Artes visuales

El intelecto, pescado en una galería de arte

08-07-2024
El intelecto, pescado en una galería de arte

Un colega, Gaspar, me comentaba en una vereda de La Boca, al retirarnos de la exposición que Lolo y Lauti presentaron recientemente en la galería porteña Barro, de la existencia de una obra de Marcel Duchamp que consistía, según se cuenta, de un perchero que eventualmente quedó en el piso y entonces se fue convirtiendo en una dificultad para la circulación del artista por la habitación; un artefacto que alteraba sus características como signo en tanto colaboraba con un accidente en tendencia. A medida que se erigía como precursor de tropiezos se iba convirtiendo en una trampa, se instituía para el autor como obra de arte y así se tomó la decisión de atornillarla al piso.

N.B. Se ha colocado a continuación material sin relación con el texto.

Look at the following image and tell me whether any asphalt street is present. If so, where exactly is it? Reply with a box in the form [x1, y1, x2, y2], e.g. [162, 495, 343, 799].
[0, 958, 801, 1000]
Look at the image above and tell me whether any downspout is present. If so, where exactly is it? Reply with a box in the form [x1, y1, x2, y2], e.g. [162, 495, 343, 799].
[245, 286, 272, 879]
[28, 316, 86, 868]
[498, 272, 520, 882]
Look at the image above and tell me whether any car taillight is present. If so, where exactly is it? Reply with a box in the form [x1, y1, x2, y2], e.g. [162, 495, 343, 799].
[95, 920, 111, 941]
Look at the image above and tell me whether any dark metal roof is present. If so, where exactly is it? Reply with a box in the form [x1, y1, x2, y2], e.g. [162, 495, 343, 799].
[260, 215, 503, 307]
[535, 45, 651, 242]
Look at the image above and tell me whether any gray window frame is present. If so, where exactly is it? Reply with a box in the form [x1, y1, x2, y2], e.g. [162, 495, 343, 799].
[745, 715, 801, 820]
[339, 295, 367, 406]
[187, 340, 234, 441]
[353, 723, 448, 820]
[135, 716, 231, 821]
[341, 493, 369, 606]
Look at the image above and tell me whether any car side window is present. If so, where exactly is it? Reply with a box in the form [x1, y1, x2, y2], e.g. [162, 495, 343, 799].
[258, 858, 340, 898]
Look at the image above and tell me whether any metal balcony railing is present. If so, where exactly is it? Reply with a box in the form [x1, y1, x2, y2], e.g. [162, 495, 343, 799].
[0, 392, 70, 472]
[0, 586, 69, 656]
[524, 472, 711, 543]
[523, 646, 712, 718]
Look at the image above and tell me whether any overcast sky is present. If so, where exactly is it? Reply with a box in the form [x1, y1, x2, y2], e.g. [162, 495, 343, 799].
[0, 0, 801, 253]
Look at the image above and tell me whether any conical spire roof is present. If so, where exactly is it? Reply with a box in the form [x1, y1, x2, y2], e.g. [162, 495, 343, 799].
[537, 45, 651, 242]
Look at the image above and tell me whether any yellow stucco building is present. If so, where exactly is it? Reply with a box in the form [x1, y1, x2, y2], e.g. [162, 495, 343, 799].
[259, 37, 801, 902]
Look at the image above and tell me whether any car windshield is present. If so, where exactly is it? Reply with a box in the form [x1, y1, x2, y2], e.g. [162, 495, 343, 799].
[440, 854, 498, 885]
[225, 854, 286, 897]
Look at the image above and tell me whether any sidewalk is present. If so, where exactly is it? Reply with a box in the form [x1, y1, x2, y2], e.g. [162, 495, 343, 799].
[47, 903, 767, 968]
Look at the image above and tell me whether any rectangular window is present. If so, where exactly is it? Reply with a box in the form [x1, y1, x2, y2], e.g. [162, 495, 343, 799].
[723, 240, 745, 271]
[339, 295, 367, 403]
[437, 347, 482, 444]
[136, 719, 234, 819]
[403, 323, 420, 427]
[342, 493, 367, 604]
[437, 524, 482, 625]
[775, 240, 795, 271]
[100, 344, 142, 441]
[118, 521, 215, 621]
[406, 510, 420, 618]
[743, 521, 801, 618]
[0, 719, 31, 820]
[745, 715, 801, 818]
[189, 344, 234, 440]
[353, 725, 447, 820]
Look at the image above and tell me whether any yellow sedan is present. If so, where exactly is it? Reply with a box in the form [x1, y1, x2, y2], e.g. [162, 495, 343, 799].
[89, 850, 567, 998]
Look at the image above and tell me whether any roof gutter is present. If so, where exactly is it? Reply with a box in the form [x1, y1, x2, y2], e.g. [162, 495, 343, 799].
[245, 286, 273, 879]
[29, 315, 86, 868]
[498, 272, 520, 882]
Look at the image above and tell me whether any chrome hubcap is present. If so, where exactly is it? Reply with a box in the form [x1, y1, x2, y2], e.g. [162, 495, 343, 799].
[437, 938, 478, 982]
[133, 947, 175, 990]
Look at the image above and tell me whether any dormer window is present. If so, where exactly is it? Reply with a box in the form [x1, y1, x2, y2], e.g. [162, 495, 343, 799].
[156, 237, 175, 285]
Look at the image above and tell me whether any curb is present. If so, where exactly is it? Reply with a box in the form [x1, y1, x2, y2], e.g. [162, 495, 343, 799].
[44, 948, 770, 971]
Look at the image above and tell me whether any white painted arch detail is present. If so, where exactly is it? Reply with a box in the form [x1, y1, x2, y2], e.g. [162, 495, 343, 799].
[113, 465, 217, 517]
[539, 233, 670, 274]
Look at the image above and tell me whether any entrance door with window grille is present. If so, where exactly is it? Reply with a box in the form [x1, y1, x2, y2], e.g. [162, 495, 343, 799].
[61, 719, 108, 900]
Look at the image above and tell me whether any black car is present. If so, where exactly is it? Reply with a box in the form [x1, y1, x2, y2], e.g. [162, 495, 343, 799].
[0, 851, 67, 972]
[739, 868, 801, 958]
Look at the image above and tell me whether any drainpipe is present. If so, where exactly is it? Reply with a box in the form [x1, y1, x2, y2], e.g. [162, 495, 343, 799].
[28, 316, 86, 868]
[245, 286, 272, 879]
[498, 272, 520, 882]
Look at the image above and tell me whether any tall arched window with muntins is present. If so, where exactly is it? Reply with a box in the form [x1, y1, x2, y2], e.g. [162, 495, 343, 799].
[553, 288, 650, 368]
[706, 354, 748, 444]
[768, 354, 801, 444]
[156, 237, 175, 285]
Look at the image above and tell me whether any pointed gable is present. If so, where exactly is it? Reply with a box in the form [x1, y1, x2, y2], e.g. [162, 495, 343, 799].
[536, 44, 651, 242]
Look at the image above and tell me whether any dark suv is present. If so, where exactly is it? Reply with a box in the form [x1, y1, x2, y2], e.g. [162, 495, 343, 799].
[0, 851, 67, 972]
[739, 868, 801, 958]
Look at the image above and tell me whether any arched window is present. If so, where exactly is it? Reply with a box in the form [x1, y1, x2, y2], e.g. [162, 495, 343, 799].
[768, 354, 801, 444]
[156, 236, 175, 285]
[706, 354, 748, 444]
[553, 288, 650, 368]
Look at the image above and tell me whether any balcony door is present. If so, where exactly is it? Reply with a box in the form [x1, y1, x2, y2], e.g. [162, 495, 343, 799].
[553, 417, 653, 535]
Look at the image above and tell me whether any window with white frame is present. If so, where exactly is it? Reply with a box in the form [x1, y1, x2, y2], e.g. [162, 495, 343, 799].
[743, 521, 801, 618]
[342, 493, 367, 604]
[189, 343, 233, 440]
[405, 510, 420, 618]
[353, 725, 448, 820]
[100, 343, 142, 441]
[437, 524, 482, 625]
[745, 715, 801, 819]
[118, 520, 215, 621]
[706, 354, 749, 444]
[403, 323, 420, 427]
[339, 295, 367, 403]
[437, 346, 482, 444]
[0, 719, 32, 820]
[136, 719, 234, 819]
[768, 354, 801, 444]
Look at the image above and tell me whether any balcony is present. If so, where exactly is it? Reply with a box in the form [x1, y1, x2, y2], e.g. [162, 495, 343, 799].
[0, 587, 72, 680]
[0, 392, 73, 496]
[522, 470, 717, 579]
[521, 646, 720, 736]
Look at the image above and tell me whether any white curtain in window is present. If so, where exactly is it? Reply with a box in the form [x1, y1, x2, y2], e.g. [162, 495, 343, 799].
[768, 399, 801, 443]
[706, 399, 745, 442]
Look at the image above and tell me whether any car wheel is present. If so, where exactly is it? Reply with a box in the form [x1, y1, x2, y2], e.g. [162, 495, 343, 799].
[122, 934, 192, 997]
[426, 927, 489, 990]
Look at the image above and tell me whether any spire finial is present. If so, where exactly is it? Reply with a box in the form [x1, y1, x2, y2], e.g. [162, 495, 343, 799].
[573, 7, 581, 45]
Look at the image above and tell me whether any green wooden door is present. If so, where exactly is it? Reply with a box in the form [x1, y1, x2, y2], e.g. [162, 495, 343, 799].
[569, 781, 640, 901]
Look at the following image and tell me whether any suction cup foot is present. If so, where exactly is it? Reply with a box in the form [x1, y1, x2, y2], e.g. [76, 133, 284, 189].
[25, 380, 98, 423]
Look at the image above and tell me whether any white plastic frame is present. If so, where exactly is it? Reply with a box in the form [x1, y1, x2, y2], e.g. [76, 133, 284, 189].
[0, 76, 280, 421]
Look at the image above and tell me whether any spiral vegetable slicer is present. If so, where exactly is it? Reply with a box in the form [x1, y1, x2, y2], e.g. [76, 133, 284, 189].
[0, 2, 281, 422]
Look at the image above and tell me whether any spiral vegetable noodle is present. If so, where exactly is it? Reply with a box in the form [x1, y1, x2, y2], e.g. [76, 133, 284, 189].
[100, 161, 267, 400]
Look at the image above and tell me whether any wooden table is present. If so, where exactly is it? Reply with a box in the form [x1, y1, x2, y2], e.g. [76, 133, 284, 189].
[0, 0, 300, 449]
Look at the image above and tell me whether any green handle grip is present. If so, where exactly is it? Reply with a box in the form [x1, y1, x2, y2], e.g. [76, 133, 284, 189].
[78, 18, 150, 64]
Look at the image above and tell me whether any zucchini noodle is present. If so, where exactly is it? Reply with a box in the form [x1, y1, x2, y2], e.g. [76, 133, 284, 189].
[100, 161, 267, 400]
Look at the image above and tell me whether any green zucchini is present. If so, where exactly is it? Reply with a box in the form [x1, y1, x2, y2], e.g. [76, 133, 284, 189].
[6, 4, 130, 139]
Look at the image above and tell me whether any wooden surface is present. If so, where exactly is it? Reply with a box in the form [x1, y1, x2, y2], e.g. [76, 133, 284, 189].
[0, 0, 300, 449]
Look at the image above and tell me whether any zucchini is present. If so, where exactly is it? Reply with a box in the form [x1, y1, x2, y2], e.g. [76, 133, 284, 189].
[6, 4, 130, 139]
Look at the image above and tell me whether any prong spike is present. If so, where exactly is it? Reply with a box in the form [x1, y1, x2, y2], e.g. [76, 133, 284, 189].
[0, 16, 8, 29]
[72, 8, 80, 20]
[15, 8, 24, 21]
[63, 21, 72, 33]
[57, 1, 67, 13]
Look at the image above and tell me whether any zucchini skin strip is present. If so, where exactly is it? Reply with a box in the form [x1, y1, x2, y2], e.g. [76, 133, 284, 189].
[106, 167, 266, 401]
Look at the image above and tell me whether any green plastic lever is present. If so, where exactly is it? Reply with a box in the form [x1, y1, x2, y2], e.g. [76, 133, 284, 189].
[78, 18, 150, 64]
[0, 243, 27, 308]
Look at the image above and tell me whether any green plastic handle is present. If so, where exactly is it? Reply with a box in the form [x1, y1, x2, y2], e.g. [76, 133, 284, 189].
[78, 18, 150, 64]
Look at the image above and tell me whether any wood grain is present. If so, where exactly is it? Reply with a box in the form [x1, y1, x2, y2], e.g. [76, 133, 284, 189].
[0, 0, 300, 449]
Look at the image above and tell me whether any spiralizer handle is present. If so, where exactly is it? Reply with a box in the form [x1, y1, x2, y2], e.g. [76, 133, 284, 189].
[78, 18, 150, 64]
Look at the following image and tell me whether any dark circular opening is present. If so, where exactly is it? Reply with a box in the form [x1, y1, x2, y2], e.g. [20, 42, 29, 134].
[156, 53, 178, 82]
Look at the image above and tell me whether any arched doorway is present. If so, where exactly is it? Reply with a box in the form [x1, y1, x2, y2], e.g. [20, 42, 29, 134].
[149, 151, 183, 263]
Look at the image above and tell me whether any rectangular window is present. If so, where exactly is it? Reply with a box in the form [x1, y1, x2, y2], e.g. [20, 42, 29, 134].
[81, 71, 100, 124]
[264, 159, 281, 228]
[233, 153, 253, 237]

La sala de Primeras Figuras se presenta con sobriedad ejemplar, no hay información que se le agregue a los gestos simples propuestos por los artistas, televisores y cables, un conjunto de viñetas que cuentan una historia sin demasiadas vueltas; básicamente, la de la humanidad procurando su supervivencia. Curioso es que la referencia cultural sea prehistórica, dado que estamos en la era postindustrial, un efecto cómico, tan veloz que no necesita de las palabras. Lo llamativo, además de la ausencia de rosca discursiva, de la figuración primaria que esbozan sobre los acontecimientos narrados, es el espacio expositivo, eminentemente político, que han construido. Un espacio expositivo donde el concepto es la última barrera de lo visible y la reducción de los significados modera la experiencia. Un tiempo y espacio de exposición, para el arte, semejante al de la década del ‘70.

No fue hasta que el conceptualismo se estableció como movimiento estético, que las salas asimilaron gestos semejantes a los que dieron forma a Trébuchet como lo hegemónico. Lo que pretendo insinuar es que aquello que germinó desde la sensibilidad de un mundo en guerra, recién logró asimilarse algunas décadas después, con los resultados de la tragedia consumados. El proyecto para el arte planteado por la vanguardia explotó en la práctica expositiva setentista, con todo lo que esto implica.

Que los artistas sugieran que hemos sido presa de los dispositivos que usamos para representar el mundo y que a su vez son aquellos que cautivan los hábitos espirituales que se conducen a través de nuestros deseos, como alude el guiño a las venus paleolíticas, es mínimamente catastrófico. Es graciosa la tradición del slapstick, esa que habilita la risa frente al desastre del tortazo que nos comimos en la cara. La trampa del régimen de percepción de aquello que toma definición en la muestra nos convierte en víctimas que aceptan con humor, y de manera elegante, su condición bufona, como Dadá advertía.

Los monigotes rupestres trazados con icónicos cables enchufados a los muros blancos, sin rellenar, de la galería, presentan escenas de caza en las que lo perseguido y lo capturado son símbolo de la identidad cultural que heredamos de la modernidad; una subjetividad acechada por las cosas. Un chiste que va a explotar en un futuro próximo, en un momento sociopolítico que nos asedia.

Está claro como un reflejo resplandeciente que se filtra al interior de una caverna, Lolo y Lauti comprendieron a la perfección el vínculo que el arte puede establecer con la vida cotidiana, ese vínculo contemporáneo que habilita a que todo, cualquier elemento, sea susceptible de liberarse de su destino para convertirse en una obra. Dar luz quitando luz, escribe el curador Santiago Villanueva. Los espejos han alterado su funcionamiento. Que el arte siempre se asemeja al arte, es una reflexión posible.